Mum reached behind her back and couldn’t get the clasp on her old-fashioned Berlei bra – the kind that shapes your tits like two great torpedoes ready to fire off during the great war. “Jack, do you mind being a dear?” She bent down and turned around for him to undo her clasp.
“Oh for heaven’s sake,” Joy pounded the table. “We’ve got to strip off completely. What about just wearing bra and panties?” Joy stood up at the breakfast table.
“Are you really doing this, Joy?” I asked my big sister if she’d even go as far as bra and panties. If we both sat down in solidarity, our Mum would have to take us seriously. The part that I left out was I hadn’t worn panties – so stripping down was going to be a bit humiliating anyway. I am sure I’d get some funny looks from my mum.
“What choice have we got, Sophie?” Joy replied, as she removed her black jacket, revealing her pink tank top underneath. Joy was clearly not wearing a bra because her nips poked through the material. “I kind of want to see if Mum loses her patience with golden boy when he tries to take pictures of our nippers!”
“Oh now, a nipper is nothing special, everybody’s got one, and if Jack wants to take a picture of me old pooh hole, I’d be flattered he thought it was special enough to have a look – and so should you,” My Mum chided my older sister, but once Joy had her pink tank top off and stood there just in jeans and Doc Martens in the kitchen, Mum changed her tune altogether.
“That’s the spirit, Joy! Come on now, Sophie. You too! Chop chop!” Mum unsnapped her 1950s-style brassiere, and it was like two boulders colliding. Her massive tits sagged over her belly. “One good thing about being top-heavy—it keeps men’s eyes off your stomach!” she giggled, bending over as she wriggled out of her oversized knickers.

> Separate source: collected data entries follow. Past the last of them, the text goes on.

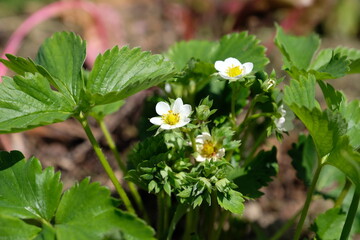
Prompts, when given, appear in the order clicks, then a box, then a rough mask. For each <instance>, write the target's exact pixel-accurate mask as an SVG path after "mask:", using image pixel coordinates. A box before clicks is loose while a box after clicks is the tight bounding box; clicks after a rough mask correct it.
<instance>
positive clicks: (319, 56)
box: [310, 50, 350, 80]
mask: <svg viewBox="0 0 360 240" xmlns="http://www.w3.org/2000/svg"><path fill="white" fill-rule="evenodd" d="M314 64H315V68H313V69H312V70H310V72H311V73H312V74H314V75H315V77H316V79H317V80H325V79H335V78H340V77H343V76H345V75H346V74H347V72H348V71H349V64H350V61H349V60H347V59H346V56H341V55H340V54H339V53H335V52H334V51H332V50H331V51H330V52H329V51H321V52H320V54H319V56H318V57H317V59H316V60H315V63H314ZM320 64H323V65H321V66H319V65H320Z"/></svg>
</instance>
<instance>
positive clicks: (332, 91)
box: [318, 81, 346, 111]
mask: <svg viewBox="0 0 360 240" xmlns="http://www.w3.org/2000/svg"><path fill="white" fill-rule="evenodd" d="M318 84H319V86H320V88H321V90H322V92H323V95H324V98H325V101H326V104H327V106H328V108H329V109H330V110H332V111H334V110H338V109H339V107H340V104H341V103H342V102H344V101H345V100H346V98H345V96H344V94H343V93H342V92H340V91H337V90H335V89H334V87H333V86H331V85H330V84H328V83H326V82H323V81H318Z"/></svg>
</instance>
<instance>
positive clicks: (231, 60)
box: [224, 58, 241, 67]
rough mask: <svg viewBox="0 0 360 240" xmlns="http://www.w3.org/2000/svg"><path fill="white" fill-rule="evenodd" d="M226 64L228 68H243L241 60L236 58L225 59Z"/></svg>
mask: <svg viewBox="0 0 360 240" xmlns="http://www.w3.org/2000/svg"><path fill="white" fill-rule="evenodd" d="M224 62H225V64H226V66H227V67H231V66H241V63H240V61H239V60H237V59H236V58H227V59H225V61H224Z"/></svg>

“Ya sure you won’t lose your appetite seeing me in the buff, Jack?” Mum asked with a coy glance over her shoulder. Her short blonde hair, ragged and tied back, made it clear she didn’t often splash out on a proper haircut. If I had to compare her to an actress, I’d say she’s a dead ringer for Sheridan Smith. Most people outside the UK wouldn’t know her, but I’d seen plenty of reruns of Two Pints of Lager and a Packet of Crisps and saw Janet and thought, That’s my Mum!
Mum frequently quoted Janet’s iconic line from the show: “I love ‘things that go bleep bleep,’ Cheeky Vimto, cigarettes, Coronation Street, and rich tea biscuits.” It was her to a tee. It was a good show while it lasted. I’ve seen every episode! My favorite episode was the first one I ever saw called Spunk.
Donna’s waiting for Gaz to call her, but when he doesn’t, she marches over to see him, and they decide to have loads of uncommitted sex. Only, it all goes tits-up when Gaz ends up at Sunday lunch with Donna’s mum, Flo, and her flirty sister, Katie—he’s so out of his depth it’s hilarious! Meanwhile, Jonny tries to be meaner to my Janet, ‘cause Gaz reckons it’ll spice up their relationship, but of course, it all goes horribly wrong. Jonny ends up missing, Janet gets furious, smashes Gaz’s nose with a telly remote, and then they all end up in hospital. Turns out Jonny was concussed by some old lady he was trying to help cross the road. Oh, and Janet punches Jonny for showing Gaz naughty Polaroids of her in a nurse’s outfit!